When I moved from working as an engineer into healthcare during the early 90s, I was shocked by the inability of healthcare providers to capture or use data to improve care delivery. Now, almost 30 years later, we do a much better job capturing clinical data secondary to the widespread implementation of electronic medical record (EMR) systems. However, the health data available electronically remains grossly underutilized because of the difficulty in integrating data from various sources to gain better insights. Key examples of areas that should be addressed using integrated data sets are fundamental to improving population health and include: (i) identification of unique patients; (ii) creating an inventory of health providers; (iii) linking patients to their providers; and (iv) better understanding each person’s social circumstances that influence health behaviors. The types of data required to implement each of these areas include clinical data as well as data from medical claims and information collected outside of the healthcare system that describe behavioral and social context.
Clinical Data: Clinical data is generated when patients are seen within a healthcare setting and the provider uses an electronic medical record (EMR) system to document information around a single encounter.

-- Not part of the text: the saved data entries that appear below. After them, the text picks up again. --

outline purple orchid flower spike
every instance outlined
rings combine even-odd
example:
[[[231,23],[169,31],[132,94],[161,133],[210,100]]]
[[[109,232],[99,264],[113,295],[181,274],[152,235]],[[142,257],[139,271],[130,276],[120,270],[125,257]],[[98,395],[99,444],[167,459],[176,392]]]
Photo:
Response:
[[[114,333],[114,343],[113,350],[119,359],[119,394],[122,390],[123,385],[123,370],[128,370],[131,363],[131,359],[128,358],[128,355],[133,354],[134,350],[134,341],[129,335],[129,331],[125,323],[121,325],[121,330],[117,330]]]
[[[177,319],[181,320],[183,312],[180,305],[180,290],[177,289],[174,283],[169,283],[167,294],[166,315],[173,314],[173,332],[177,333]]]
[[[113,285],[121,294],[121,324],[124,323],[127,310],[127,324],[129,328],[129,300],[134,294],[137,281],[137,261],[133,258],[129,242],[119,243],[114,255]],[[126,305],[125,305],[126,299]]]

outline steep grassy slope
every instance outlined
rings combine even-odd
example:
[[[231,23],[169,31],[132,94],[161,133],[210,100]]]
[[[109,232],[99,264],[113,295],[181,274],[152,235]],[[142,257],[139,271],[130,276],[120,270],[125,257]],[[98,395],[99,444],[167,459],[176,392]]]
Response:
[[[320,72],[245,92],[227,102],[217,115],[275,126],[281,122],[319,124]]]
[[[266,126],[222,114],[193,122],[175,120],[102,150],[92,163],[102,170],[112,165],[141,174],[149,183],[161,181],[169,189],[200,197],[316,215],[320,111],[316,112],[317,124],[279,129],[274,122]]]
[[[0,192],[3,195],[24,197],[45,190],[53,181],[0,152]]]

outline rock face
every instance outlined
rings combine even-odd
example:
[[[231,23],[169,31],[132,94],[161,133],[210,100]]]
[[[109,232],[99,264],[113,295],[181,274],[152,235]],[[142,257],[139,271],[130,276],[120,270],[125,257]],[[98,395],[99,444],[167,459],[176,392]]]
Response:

Clinical data usually includes the medical issue driving the visit along with demographic data, medications, procedures, and allergies. Ideally, a medical problem and/or diagnosis would be documented along with the patient’s family history and selected social factors like smoking. Much of the information documented in the EMR is unstructured, making extraction difficult. Furthermore, there are hundreds of different EMRs and multiple instances of EMRs deployed at individual health systems limiting the ability to collect this data across different providers. EMR providers have not been required to make their systems interoperable, and are incentivized to keep their data models proprietary to limit the ease of changing vendors. Despite these limitations, EMR data often represents the best and most rapidly available data for tracking patient health outcomes over time and the quality of medical care provided by physicians. This is particularly true for large healthcare systems that use a single instance of an EMR across multiple care locations.
Claims Data: Claims data is collected primarily by healthcare payers including Medicare, Medicaid, and commercial insurance companies. This data is generated by physicians, hospitals, pharmacies, and other agencies associated with patient care. The data includes codes that describe medical diagnosis, procedures, medications, and medical equipment across all providers that a patient sees while they are covered by an insurer.